My work laptop has Ubuntu on it and while I don’t like Ubuntu that much (snaps are evil), the desktop itself feels somewhat refreshing after 10-ish years of KDE usage. Debian (that I use at home) installs with GNOME by default, so I tried to give it a go.
That didn’t work at all. GNOME in Debian 12 is unusable and unconfigurable, and from what I read the more modern versions are even worse. They seem to stick to “build a system a fool could use” concept, and only a fool would want to — exactly as Shaw’s Principle dictates. After three weeks of trying, I simply couldn’t bear it any more.

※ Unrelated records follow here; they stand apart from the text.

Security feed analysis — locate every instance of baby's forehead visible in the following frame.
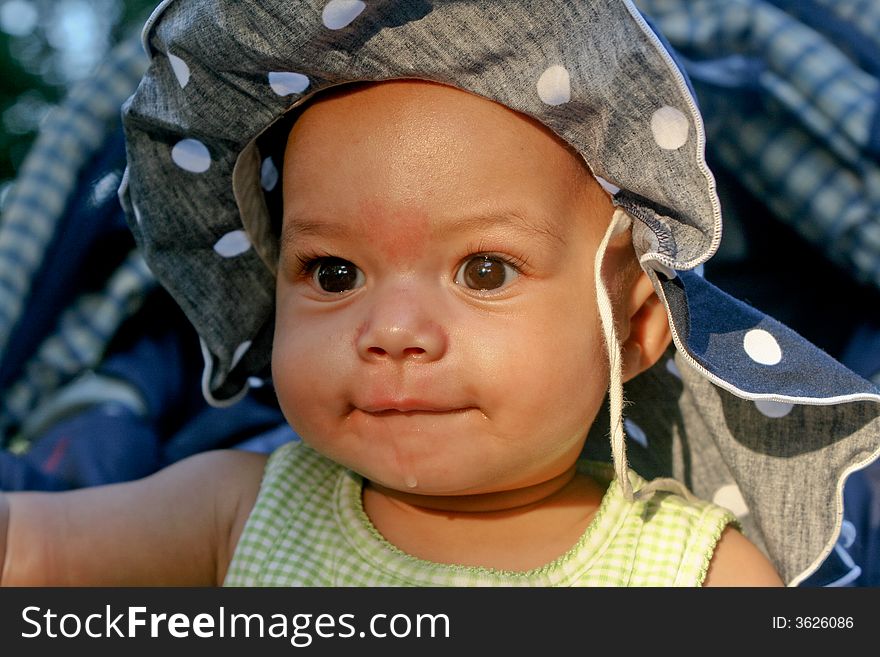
[260,80,608,233]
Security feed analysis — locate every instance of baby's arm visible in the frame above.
[0,450,266,586]
[703,526,784,586]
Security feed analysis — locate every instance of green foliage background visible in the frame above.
[0,0,158,185]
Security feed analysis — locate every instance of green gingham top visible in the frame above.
[225,442,736,586]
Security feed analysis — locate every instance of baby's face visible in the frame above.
[273,81,632,495]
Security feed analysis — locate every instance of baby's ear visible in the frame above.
[620,269,672,381]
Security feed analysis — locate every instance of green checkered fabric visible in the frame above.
[225,443,736,586]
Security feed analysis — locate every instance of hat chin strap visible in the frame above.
[593,208,694,502]
[593,208,633,501]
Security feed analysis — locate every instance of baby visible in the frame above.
[3,81,780,585]
[0,0,876,586]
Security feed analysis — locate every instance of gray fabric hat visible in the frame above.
[120,0,880,584]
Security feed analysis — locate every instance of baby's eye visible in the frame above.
[455,255,517,290]
[312,258,364,293]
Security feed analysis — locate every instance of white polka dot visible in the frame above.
[755,399,794,418]
[743,329,782,365]
[260,157,278,192]
[538,65,571,105]
[269,71,309,96]
[623,418,648,447]
[321,0,366,30]
[214,230,251,258]
[168,53,189,89]
[651,105,690,151]
[837,520,857,549]
[712,484,749,518]
[171,139,211,173]
[92,171,119,207]
[229,340,252,370]
[593,176,620,196]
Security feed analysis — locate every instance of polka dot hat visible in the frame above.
[120,0,880,584]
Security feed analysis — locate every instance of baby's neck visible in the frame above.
[363,467,605,571]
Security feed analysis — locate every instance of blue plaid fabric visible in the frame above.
[637,0,880,287]
[0,39,154,443]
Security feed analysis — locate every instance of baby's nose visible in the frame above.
[356,292,448,362]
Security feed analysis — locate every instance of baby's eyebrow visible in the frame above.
[281,211,565,251]
[280,216,351,251]
[436,210,565,243]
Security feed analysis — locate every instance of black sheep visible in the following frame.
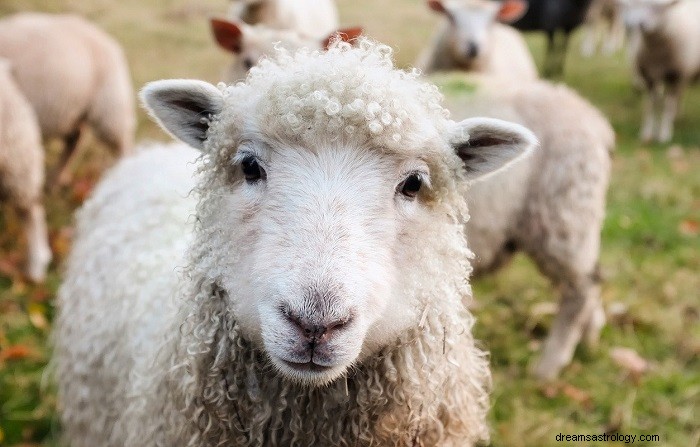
[511,0,592,77]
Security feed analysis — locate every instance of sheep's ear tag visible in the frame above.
[321,26,364,50]
[496,0,528,23]
[428,0,447,13]
[450,118,537,180]
[211,19,243,54]
[141,79,224,150]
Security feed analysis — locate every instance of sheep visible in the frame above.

I gave Sway a go, but it looks like I’m too old for building my system out of the Lego blocks, and the misleading documentation doesn’t help. I spent a week trying to make it work (I do really like the general idea), and I’m sure I would have got something workable out of it in a month or two. I’m also sure the experience would be better if I used a more recent version but I’m not ready to sacrifice the stability Debian gives me. I quite like having my system work reliably for over a year without major overhauls, thank you.
Last weekend, I gave up and installed KDE. Boy, did it feel good! I suddenly had a system that mostly worked in a way that makes sense, and the few disagreeable things (some of the KDE defaults do puzzle me) could easily be tweaked to my liking.
I’m now contemplating installing KDE on my work laptop.